Richard: Here, cousin, seize the crown. Bolingbroke: I thought you had been willing to resign.
  • John Ulman
  • Richard: "Here, cousin, seize the crown." Bolingbroke: "I thought you had been willing to resign."

In the spring of 2012, a Palestinian theater company from Ramallah staged Richard II in the ruins of an 8th-century palace in Jericho. It’s difficult to imagine a better setting for Shakespeare’s play about broken power than among the broken teeth of a ruin stuck in the West Bank.

The play tracks the final days of a young and feckless king, Richard II, as he’s deposed by a proud and rough Henry Bolingbroke—soon to be Henry IV—who returns from exile and gathers a bunch of noblemen to roar up from below and seize power. (Towards the end of Richard II, Henry IV foreshadows his own plays by asking where his “unthrifty son” Prince Hal has been all this time.

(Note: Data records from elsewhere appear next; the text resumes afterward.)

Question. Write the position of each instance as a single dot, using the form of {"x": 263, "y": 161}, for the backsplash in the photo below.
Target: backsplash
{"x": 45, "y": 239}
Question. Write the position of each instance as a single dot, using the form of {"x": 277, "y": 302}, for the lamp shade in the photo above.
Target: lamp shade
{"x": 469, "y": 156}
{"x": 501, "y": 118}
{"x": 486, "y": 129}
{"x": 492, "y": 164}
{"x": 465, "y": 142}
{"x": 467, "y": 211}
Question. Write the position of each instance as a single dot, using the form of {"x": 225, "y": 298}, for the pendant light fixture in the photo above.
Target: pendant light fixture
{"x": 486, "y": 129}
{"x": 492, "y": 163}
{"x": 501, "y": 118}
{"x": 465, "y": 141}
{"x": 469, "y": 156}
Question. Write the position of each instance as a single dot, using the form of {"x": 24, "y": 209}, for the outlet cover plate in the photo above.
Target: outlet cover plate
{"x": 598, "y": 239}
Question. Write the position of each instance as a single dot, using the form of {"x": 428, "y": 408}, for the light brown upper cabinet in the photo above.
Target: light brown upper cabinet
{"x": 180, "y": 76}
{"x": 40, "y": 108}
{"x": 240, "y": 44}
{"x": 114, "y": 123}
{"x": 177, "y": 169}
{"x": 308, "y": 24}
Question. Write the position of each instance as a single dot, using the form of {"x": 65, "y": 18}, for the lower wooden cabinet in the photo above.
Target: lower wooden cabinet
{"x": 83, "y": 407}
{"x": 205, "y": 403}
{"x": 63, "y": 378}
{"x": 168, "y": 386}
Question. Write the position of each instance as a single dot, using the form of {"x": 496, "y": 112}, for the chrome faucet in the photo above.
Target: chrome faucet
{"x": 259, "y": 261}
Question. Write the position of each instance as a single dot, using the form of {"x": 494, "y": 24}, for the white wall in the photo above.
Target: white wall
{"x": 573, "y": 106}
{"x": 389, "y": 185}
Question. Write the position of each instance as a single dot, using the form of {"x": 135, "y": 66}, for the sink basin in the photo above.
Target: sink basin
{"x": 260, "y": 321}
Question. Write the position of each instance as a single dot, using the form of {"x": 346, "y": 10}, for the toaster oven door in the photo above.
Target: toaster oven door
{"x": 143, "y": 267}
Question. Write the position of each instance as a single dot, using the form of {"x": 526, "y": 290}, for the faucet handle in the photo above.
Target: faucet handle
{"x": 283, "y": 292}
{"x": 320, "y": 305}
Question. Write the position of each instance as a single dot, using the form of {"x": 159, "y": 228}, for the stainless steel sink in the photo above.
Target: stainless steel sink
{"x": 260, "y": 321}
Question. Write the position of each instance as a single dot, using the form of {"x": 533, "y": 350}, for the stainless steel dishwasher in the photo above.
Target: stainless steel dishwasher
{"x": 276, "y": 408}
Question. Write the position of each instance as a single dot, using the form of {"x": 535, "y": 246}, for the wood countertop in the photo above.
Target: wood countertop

He is, of course, busy getting wasted with Falstaff in London. Henry's headaches over feckless young royals are really just beginning.)

Seattle Shakespeare Company artistic director George Mount plays Richard as lyrical, arrogant, and aloof, almost revealing a glimmer of camp as he wafts around the stage. Richard has the soul of a moody, self-involved poet and becomes even more lyrical—more himself—as Bolingbroke's power grabs give him more fodder for self-pity.

"I wasted time," Richard sighs to himself in a prison cell, "and now time doth waste me."

One of Richard's few acts of intelligent statesmanship—also fueled by self-pity—comes when the game is already lost and he arranges to "resign" to Henry in front of everyone, turning the transfer of power into a bit of political theater that will stain and undermine Henry's reign.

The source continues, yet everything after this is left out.